Brief Encounter With … Sylvester McCoy

I’m sat in The Old Red Lion with the Seventh (and perhaps best loved) Dr Who and a stage performer whose regeneration rate is just as impressive. A poster boy for the jobbing actor Sylvester McCoy, currently staring in Decline and Fall, hasn’t stopped working in the last 50 years. “In the 60s there were a lot of high points” he twinkles “and I did inhale, everybody did, Clinton was lying I can tell you!’”

This is a typically irreverent response for someone whose career has seen him tread the boards with names such as Laurence Olivier, Donald Pleasance (“Who really was pleasant…”), Vanessa Redgrave, Timothy Dalton, Frank Langella and Ian McKellen. He has performed as a street busker and stunt man, as an opera singer with the Welsh National Opera (Puck in Benjamin Britten’s Midsummer Night’s Dream) and worked with Joan Littlewood and Richard Eyre. It seems that McCoy is an actor who can do a lot more than just drive the Tardis.

His eclectic work history seems to come from an insatiable need to stay interested as well as a talent for entertaining others. Even as we talk he leaps from impression to impression, his elastic features constantly shifting and his soft Scottish accent undulating wildly with excitement and passionate impressions.

It’s hard to imagine this exuberant clown ever doing anything other than perform, let alone work in City Insurance but sure enough this is where McCoy started out “I hated it…then the 60s arrived and people dropped out and I fell out! I got in the Roundhouse and sold the tickets because I was hippy who could count.” But not for McCoy the life of reconciliation and spreadsheets, and his ‘looning about’ with ticket collector and actor Brian Murphy soon propelled him in front of Ken Campbell who thought him perfect for his ‘mad’ Roadshow. McCoy was its stunt man, extortionist, fire breather and comic.

Citing Buster Keaton and Charlie Chaplin as influences such a physical comedian may seem a surprising choice to play the refined satire of Evelyn Waugh, but McCoy is relishing working on the text of a writer he adores “I love Evelyn Waugh…he’s rightwing and all that…but in the end there’s such humour it’s just a joy…Stephen Fry must have read him backwards and forwards, Peter Cook certainly did.”

But does he find Waugh’s crisp cutting language constricting? “It is very structured but it’s interesting doing it as performance because it’s a literary piece of work that’s meant to be read…it’s a real challenge…but Henry, who’s adapted it, has done a very good job and the cast are terrific.”
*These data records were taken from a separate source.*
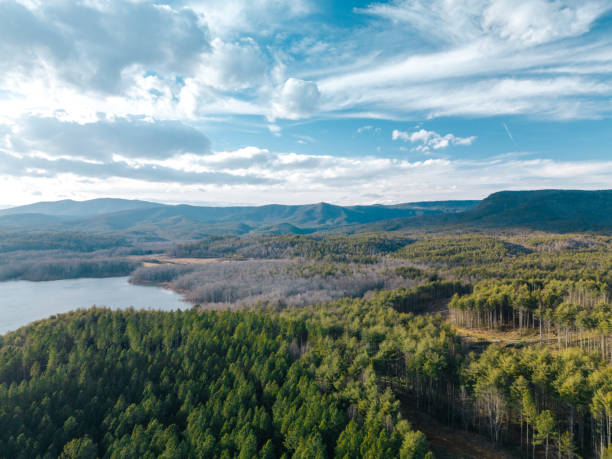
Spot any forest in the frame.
[0,231,612,458]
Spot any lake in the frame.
[0,277,192,334]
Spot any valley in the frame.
[0,191,612,458]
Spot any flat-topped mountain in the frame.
[0,198,160,217]
[0,199,478,238]
[458,190,612,231]
[0,190,612,239]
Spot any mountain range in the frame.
[0,190,612,240]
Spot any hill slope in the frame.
[0,200,477,238]
[458,190,612,231]
[0,198,160,217]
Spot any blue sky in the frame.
[0,0,612,205]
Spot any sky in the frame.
[0,0,612,206]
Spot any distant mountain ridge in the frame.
[0,198,161,217]
[0,190,612,239]
[0,199,478,238]
[458,190,612,232]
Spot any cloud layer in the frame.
[0,0,612,204]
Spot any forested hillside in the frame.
[0,309,430,459]
[0,221,612,458]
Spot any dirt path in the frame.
[402,403,519,459]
In the middle of a panto/Christmas Carol filled theatrical season Decline and Fall should prove a refreshing alternative. With a vibrant multifarious lead actor and quality text it’s bound to be entertaining, but McCoy hopes it will also inspire audiences in a time when artistic promotion is of the utmost importance. “I hope the audience will come along here and think ‘Oh my god I’ve got to go out and buy that book and get in to all of his other wonderful stuff.’ I’m still haunted by his war trilogy and I read that back in the 60s!”


Decline and Fall opens at the Old Red Lion on 3 December (previews from 30 November) where it runs until 8 January 2011.